Il Pd all’attacco di Sogemi

Da Affari italiani di Mercoledí 14.04.2010

“Il Comune di Milano tiene in vita Sogemi con l’accanimento terapeutico. Prima del 31 dicembre un regalino di circa 500mila euro per le spese correnti, in primavera un prestito di un paio di milioni (da restituire in 5 anni) per far partire i lavori promessi da anni per togliere l’amianto dai capannoni. E infine, per far fronte a ulteriori buchi, l’impegno a portare in consiglio comunale una delibera che riconosca a Sogemi altri soldi in cambio del servizio di apertura al pubblico il sabato mattina. E’ una vergogna”.

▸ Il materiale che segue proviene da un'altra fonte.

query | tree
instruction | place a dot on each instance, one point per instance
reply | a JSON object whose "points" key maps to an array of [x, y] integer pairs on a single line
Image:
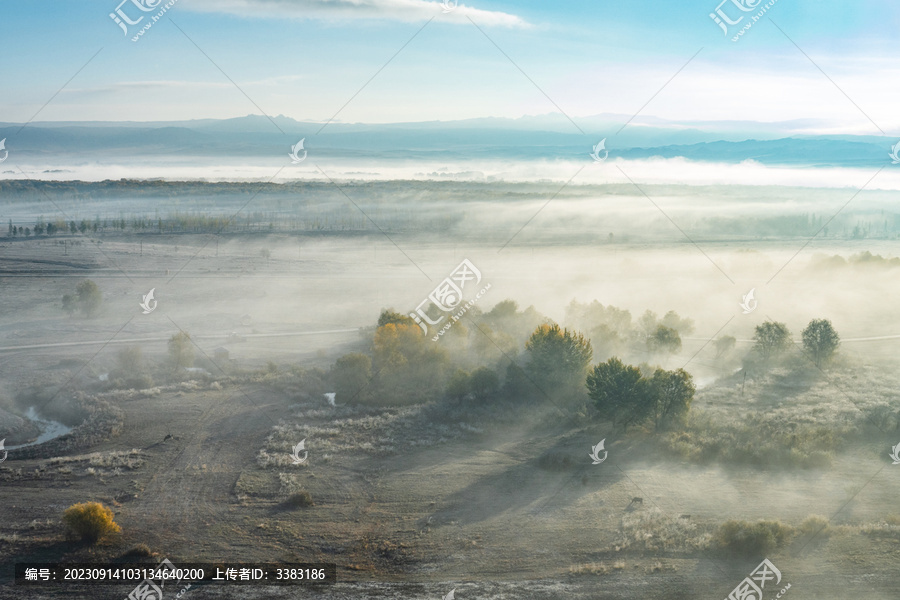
{"points": [[672, 393], [558, 360], [410, 368], [484, 383], [820, 340], [350, 376], [771, 339], [664, 339], [181, 350], [88, 298], [459, 385], [724, 345], [619, 393], [389, 316]]}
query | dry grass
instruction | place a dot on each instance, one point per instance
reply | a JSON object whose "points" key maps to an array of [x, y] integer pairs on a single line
{"points": [[652, 530]]}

Lo afferma Maurizio Baruffi Consigliere Comunale del Pd. “Moratti e Predolin dovrebbero rispondere con chiarezza sulla operazione della Città del Gusto che ha creato un fittizio beneficio alle casse di Sogemi negli anni scorsi e che ora, dopo la svalutazione operata nel bilancio approvato ieri, merita una spiegazione chiara da parte dell’Assessore al Bilancio durante l’illustrazione del bilancio in aula. Beretta non potrà – come ha sempre fatto in passato – far finta di non sapere cosa stia succedendo in Sogemi e, certo, aver evitato per l’ennesima volta di portare i libri in tribunale dichiarando il fallimento di una società decotta e inutile non potrà essere la medaglietta da apporre sul petto di Predolinn per nominarlo ai vertici di Milano Ristorazione.”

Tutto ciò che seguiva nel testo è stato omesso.